Liebevoll lächelnd dirigierte sie mich in das kleine Wohnzimmer ihres Hauses. 
Tyler hatte wirklich dafür gesorgt, dass meine Oma hier alles hatte und das sogar ebenerdig, was sicherlich ganz gut war, im Anbetracht ihres Alters. 
Leise seufzend setzte ich mich auf das Sofa, neben den Korb mit ihren Stricksachen. 
,,Also Kind?", sagte Oma, als sie wieder herein kam und dabei ein kleines Tablett trug und auf den Tisch stellte.
,,Soweit geht es mir recht gut. Das mit dem laufen geht jetzt überraschend viel besser", sagte ich. 
Sie sah mich ein wenig skeptisch an, als sie mir ein Stück Apfelkuchen mit Sahne vor die Nase setzte. 
Sie setzte sich auf ihren Lehnensessel und nahm einen Gabel voll vom Kuchen.
,,Gina liebes... Ich kenne dich doch. Irgendetwas verschweigst du mir doch? Du kannst mit mir doch über alles reden. Ich bin doch für dich da", sagte sie besorgt klingend. 
,,Ach Oma", versuchte ich sie abzuwiegeln. 

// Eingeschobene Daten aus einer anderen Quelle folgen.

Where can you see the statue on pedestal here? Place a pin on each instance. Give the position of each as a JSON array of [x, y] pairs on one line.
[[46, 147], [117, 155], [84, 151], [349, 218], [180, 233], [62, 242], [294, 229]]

,,Nein Gina, nichts 'ach Oma'. Behandeln dich Jared und Luke etwa nicht gut?"
,,Nein, nein, das ist es nicht. Es ist einfach alles etwas sehr kompliziert."
,,Aber vielleicht hilft es dir ja, wenn wir darüber reden? Ich hab doch auch schon meine 80 Jahre auf dem Rücken. Da hab ich sicherlich einen guten Rat für dich."
Ich seufzte. 
,,Na gut. Das Ding ist einfach, dass ich ehrlich gesagt nicht weiß was ich hier soll. Ja, ich bin die Gefährtin von zwei extrem wichtigen Werwölfen im Rudel, aber was sonst? Außer Lily hab ich keine Freunde hier und ich fühle mich, gerade wenn keiner von ihnen Zeit hat allein."
Ich versuchte mich so kurz wie möglich zu fassen. 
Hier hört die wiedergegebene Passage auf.